A potential difficulty with Evans Grubbs' approach is that, even if only for analytic purpose. it might well polarize 'pagan' and 'Christian' too artificially. Continuity from previous 'non-Christian' practice does not necessarily mean that there was no Christian influence, strategic aim, impulse, or vision behind the sort of legislative shifts that she is studying. There may well have been a more complex process at work -- and, if it was, this more complex process would make a simple testing of Constantine's motives difficult indeed. If I might be permitted, I would like to use an analogy from a quite different sphere of social behavior, that of education. The Christians never developed their own separate system of 'primary' and 'secondary' education; they readily accepted a 'pagan' educational system that had Christian boys learn pagan gods by rote, memorize classical pagan texts, and work with exempla and cases filled with patent immoralities. Why? Clearly because those who were empowered to create Christian institutions were quite happy to embrace a traditional cultural instrument, since the invention of a whole new one based on Christian principles raised the threat of an unknowable, but potentially very disruptive series of changes to the current social order -- an order that was underwritten by traditional institutions and practices which included not only the schools, but also the edifice of the law. It is possible, therefore, that a movement to Christianize could very well incorporate existing pieces of social instruments as deemed necessary. Constantine's motives could have been Christian even if some of his instruments apparently were not.
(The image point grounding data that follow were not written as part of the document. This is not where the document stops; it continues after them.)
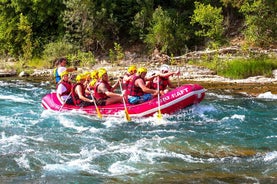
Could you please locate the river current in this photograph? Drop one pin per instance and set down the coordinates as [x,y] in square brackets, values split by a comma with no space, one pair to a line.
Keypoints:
[227,138]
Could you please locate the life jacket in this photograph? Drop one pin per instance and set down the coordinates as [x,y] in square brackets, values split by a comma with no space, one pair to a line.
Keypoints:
[163,83]
[98,95]
[74,95]
[56,75]
[125,83]
[68,87]
[133,90]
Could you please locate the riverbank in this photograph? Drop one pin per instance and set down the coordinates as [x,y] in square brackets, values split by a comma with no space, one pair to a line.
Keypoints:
[252,86]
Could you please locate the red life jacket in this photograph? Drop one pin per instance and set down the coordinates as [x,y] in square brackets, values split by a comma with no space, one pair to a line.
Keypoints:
[75,96]
[125,83]
[98,95]
[133,90]
[68,87]
[163,82]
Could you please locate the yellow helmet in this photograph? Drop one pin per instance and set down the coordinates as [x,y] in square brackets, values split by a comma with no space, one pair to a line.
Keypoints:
[80,77]
[92,82]
[132,69]
[64,73]
[142,70]
[101,72]
[94,74]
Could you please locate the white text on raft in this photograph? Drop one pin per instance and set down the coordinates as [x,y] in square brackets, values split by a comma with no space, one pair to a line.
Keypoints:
[175,95]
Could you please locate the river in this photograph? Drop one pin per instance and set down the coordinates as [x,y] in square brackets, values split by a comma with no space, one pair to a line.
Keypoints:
[227,138]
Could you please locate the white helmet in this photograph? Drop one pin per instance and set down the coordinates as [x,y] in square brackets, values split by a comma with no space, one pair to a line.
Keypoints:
[164,68]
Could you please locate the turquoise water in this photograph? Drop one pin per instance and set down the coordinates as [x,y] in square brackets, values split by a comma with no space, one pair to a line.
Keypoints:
[227,138]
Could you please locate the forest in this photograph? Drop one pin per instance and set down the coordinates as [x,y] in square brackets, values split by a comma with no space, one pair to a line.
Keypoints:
[88,28]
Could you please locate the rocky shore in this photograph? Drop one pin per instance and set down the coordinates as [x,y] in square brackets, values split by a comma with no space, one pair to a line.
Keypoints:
[189,74]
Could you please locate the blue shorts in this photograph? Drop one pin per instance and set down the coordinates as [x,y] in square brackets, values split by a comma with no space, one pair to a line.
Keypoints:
[139,99]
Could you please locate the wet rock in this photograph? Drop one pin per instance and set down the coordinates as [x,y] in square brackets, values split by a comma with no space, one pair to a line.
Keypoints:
[24,74]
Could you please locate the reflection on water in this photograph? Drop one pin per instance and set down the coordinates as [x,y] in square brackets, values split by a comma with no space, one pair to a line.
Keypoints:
[225,138]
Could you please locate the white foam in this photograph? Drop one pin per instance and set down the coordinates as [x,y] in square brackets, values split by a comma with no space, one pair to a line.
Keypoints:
[270,156]
[15,99]
[15,139]
[68,123]
[23,162]
[237,116]
[220,96]
[267,95]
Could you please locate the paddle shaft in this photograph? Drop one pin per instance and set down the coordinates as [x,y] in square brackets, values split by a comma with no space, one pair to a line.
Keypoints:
[96,107]
[159,102]
[65,101]
[128,118]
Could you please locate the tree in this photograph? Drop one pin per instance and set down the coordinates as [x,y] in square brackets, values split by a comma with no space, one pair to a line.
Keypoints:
[261,22]
[160,33]
[210,20]
[37,21]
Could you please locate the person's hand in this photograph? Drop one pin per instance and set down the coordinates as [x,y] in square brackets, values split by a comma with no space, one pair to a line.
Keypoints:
[178,72]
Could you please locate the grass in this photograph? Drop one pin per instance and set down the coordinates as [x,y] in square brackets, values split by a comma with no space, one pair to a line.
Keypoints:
[244,68]
[241,68]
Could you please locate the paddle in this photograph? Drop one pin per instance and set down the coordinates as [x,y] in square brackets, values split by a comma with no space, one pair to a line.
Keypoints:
[65,101]
[96,107]
[127,116]
[179,77]
[159,102]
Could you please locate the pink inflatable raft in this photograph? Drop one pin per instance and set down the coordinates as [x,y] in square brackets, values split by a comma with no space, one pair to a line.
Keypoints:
[171,102]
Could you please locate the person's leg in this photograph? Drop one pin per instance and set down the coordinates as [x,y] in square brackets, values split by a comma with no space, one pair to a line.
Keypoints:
[133,99]
[113,100]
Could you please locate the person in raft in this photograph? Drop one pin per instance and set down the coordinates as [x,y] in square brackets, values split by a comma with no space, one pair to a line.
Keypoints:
[137,91]
[103,91]
[64,89]
[78,92]
[127,76]
[61,67]
[163,79]
[93,81]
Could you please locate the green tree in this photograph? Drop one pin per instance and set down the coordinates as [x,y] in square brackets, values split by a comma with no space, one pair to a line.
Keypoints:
[261,22]
[160,31]
[36,20]
[210,20]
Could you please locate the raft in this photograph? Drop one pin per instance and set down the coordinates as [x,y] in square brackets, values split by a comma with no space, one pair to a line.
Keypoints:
[170,102]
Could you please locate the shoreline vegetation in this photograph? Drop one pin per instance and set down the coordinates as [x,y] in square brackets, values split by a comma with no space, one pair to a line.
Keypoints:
[202,67]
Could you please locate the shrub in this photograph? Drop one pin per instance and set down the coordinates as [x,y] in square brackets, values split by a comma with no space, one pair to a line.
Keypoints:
[243,68]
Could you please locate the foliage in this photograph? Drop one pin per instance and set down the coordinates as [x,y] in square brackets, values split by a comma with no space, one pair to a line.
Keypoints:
[210,20]
[86,59]
[58,49]
[27,25]
[92,26]
[160,33]
[116,53]
[261,27]
[244,68]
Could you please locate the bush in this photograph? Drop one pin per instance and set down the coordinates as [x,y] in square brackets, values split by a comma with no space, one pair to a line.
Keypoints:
[243,68]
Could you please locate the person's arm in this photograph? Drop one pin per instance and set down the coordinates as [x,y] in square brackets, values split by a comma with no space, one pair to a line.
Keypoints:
[116,84]
[71,69]
[59,92]
[140,83]
[168,74]
[170,84]
[80,95]
[102,89]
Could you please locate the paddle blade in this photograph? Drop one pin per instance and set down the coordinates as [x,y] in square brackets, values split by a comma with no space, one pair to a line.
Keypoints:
[98,113]
[160,116]
[128,118]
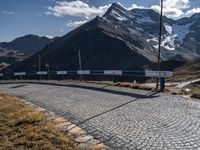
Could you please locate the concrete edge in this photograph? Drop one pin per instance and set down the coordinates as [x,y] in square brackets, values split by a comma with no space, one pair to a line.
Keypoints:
[83,140]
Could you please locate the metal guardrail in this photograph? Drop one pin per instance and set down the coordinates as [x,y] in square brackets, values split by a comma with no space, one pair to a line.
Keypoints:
[158,74]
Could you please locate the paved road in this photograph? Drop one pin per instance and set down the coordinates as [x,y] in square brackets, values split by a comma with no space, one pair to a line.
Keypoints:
[122,118]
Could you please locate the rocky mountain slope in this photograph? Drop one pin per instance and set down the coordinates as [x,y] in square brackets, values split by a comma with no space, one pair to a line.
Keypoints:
[181,38]
[121,39]
[28,44]
[102,46]
[21,48]
[189,71]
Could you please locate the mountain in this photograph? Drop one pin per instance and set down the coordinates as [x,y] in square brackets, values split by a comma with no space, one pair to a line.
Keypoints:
[121,39]
[102,46]
[190,71]
[21,48]
[181,38]
[28,44]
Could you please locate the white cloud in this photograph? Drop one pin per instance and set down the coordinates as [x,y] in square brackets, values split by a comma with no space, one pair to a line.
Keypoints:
[49,36]
[135,6]
[76,23]
[5,12]
[76,8]
[173,8]
[192,11]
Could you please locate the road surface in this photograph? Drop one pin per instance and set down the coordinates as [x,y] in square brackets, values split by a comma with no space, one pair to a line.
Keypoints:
[122,118]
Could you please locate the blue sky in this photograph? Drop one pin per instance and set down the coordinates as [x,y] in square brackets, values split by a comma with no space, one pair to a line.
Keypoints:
[58,17]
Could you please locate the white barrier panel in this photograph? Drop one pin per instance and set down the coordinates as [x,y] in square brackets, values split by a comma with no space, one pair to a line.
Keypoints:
[158,74]
[83,72]
[41,73]
[20,73]
[113,72]
[61,72]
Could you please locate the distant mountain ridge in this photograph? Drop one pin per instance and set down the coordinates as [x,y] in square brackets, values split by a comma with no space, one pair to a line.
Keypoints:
[21,48]
[121,39]
[28,44]
[181,38]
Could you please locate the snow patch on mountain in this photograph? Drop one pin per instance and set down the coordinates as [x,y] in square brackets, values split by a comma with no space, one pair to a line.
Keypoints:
[145,20]
[117,16]
[181,30]
[168,28]
[169,42]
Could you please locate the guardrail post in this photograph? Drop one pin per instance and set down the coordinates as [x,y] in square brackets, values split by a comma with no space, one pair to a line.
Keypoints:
[162,84]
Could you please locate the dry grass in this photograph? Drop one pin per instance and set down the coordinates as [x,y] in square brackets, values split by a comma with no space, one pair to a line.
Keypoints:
[195,87]
[25,128]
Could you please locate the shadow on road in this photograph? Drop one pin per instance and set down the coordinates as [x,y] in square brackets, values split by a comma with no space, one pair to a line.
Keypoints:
[110,110]
[99,89]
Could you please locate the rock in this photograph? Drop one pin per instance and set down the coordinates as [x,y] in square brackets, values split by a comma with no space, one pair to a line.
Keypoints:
[83,139]
[188,91]
[83,146]
[99,147]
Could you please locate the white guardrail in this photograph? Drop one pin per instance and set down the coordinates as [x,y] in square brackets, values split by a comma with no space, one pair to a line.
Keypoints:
[162,74]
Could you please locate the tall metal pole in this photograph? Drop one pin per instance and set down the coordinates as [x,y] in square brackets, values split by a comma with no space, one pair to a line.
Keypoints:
[39,65]
[160,40]
[79,59]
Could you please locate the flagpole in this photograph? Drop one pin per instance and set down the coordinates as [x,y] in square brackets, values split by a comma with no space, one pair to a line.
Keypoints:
[160,40]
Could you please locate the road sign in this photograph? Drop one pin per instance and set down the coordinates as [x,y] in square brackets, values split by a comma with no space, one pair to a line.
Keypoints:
[20,73]
[158,74]
[113,72]
[61,72]
[83,72]
[41,73]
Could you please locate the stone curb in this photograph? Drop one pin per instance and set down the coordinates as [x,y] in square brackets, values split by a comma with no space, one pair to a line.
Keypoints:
[82,139]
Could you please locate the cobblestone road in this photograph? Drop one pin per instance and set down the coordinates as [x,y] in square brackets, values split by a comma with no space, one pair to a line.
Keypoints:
[121,118]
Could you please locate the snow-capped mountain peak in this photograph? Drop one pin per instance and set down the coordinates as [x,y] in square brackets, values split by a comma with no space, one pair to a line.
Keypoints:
[176,39]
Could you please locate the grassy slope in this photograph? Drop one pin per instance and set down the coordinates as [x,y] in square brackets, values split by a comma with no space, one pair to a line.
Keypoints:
[189,71]
[25,128]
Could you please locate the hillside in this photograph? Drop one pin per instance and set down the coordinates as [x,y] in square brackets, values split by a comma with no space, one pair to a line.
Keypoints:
[102,46]
[189,71]
[28,44]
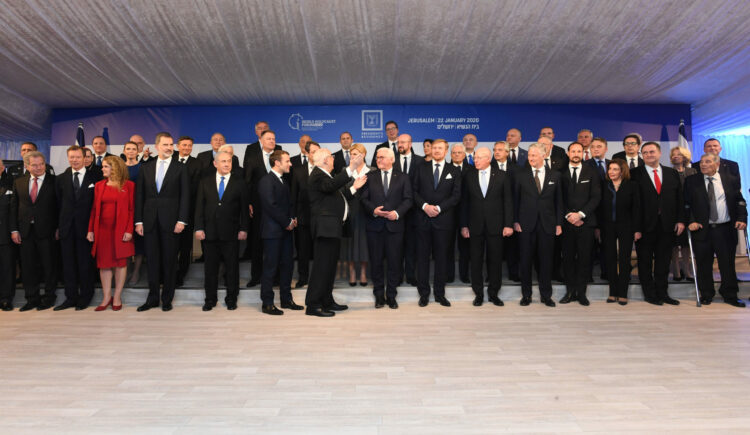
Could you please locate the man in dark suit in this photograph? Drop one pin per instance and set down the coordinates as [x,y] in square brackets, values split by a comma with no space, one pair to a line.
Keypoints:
[581,193]
[75,196]
[33,226]
[486,217]
[713,146]
[276,227]
[631,144]
[301,202]
[7,253]
[328,212]
[341,157]
[516,154]
[458,160]
[302,158]
[408,162]
[206,158]
[715,209]
[391,132]
[663,217]
[437,192]
[221,222]
[100,150]
[500,162]
[185,252]
[162,209]
[538,219]
[257,166]
[556,153]
[386,198]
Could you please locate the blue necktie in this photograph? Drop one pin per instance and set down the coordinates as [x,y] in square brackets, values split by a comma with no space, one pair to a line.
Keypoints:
[160,175]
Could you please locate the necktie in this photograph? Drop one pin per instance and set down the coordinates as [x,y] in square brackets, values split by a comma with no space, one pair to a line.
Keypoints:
[483,182]
[34,190]
[713,210]
[657,182]
[160,175]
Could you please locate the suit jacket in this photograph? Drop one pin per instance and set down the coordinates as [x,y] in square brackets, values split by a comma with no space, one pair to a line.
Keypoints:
[668,204]
[206,164]
[532,206]
[491,213]
[399,198]
[627,208]
[327,203]
[446,196]
[167,207]
[584,196]
[222,219]
[75,210]
[696,199]
[123,218]
[621,155]
[278,208]
[43,212]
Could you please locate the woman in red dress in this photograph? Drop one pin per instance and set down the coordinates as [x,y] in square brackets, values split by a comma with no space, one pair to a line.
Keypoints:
[111,229]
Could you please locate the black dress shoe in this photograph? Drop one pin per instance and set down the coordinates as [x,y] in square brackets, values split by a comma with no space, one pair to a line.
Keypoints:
[29,306]
[319,312]
[64,306]
[497,301]
[272,310]
[291,305]
[146,307]
[392,304]
[735,303]
[335,307]
[379,301]
[442,301]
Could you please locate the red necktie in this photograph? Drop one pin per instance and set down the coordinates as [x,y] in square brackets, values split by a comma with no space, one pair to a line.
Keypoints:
[34,191]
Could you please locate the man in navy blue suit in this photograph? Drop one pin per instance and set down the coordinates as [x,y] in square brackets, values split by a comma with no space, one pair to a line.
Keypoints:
[387,198]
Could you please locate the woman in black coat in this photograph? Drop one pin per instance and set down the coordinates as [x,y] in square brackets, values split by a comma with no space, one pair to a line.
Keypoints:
[620,215]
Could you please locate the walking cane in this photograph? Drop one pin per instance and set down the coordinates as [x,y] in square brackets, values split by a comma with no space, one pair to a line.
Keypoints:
[695,273]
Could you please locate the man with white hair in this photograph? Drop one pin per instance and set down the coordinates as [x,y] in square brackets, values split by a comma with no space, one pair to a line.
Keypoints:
[328,213]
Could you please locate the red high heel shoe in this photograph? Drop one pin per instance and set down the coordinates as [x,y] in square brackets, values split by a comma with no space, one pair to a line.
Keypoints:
[104,307]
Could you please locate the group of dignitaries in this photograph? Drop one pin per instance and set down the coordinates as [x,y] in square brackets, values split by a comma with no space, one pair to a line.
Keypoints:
[547,208]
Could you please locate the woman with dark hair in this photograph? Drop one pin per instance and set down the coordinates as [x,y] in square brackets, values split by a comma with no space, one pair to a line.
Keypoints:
[111,229]
[620,214]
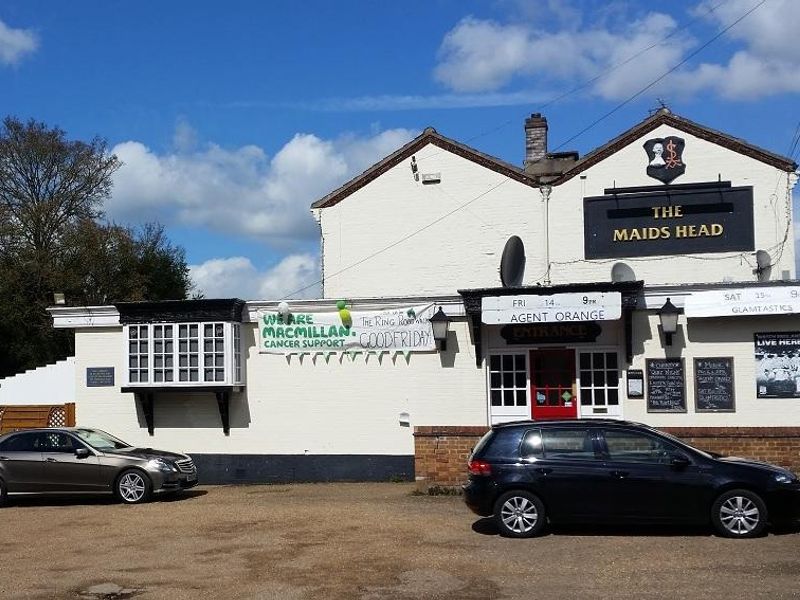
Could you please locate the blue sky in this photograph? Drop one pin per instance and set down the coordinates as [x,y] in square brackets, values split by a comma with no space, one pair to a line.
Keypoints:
[232,118]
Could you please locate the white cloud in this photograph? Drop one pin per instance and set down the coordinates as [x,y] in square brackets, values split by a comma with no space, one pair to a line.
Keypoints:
[241,191]
[296,276]
[769,62]
[15,44]
[479,56]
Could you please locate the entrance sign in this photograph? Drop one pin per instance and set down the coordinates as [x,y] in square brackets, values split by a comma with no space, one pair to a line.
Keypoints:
[681,219]
[665,385]
[738,302]
[778,364]
[556,308]
[551,333]
[405,329]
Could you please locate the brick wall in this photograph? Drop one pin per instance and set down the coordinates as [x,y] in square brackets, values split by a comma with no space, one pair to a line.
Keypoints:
[440,453]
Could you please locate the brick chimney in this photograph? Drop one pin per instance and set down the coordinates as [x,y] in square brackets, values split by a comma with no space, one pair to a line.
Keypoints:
[535,138]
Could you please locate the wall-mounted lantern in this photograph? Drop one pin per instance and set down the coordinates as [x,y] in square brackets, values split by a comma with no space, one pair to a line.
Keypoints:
[668,315]
[441,324]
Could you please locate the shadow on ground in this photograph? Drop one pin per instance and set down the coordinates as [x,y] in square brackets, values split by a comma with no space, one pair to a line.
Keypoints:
[95,500]
[486,526]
The Reverend Leathley might have felt moved to place Roman family and marriage at the center of a moral debate and vision of his own day, but a century and a half earlier, in his Decline and Fall, Edward Gibbon had already engaged in much the same set of concerns. It was, once again, within the context of the law, specifically within his narrative on the idea of Roman jurisprudence and the history of Justinian's codification of the law, that Gibbon embedded his excursus on Roman family and marriage.16 Both law and family have been continually caught up in the debate over the power of past institutions and practices, the perceived need to maintain a social order, and the 'wild card' of Christian church and ideology. Evans Grubbs has navigated through these shoals with admirable calm and dispassion, and in the process has produced a pathbreaking analysis of family and marriage, and indeed sexuality, that is far less polarized in its terms, but which offers a much more credible interpretation of the process. She is thereby led to a striking and simple riposte to the question that she sets herself at the outset of her work: Was Constantine indeed a revolutionizer and disturber of laws and customs received from antiquity, as Julian alleged? She answers: 'An innovator and overturner of laws, perhaps, but not, I think, of custom.' (342)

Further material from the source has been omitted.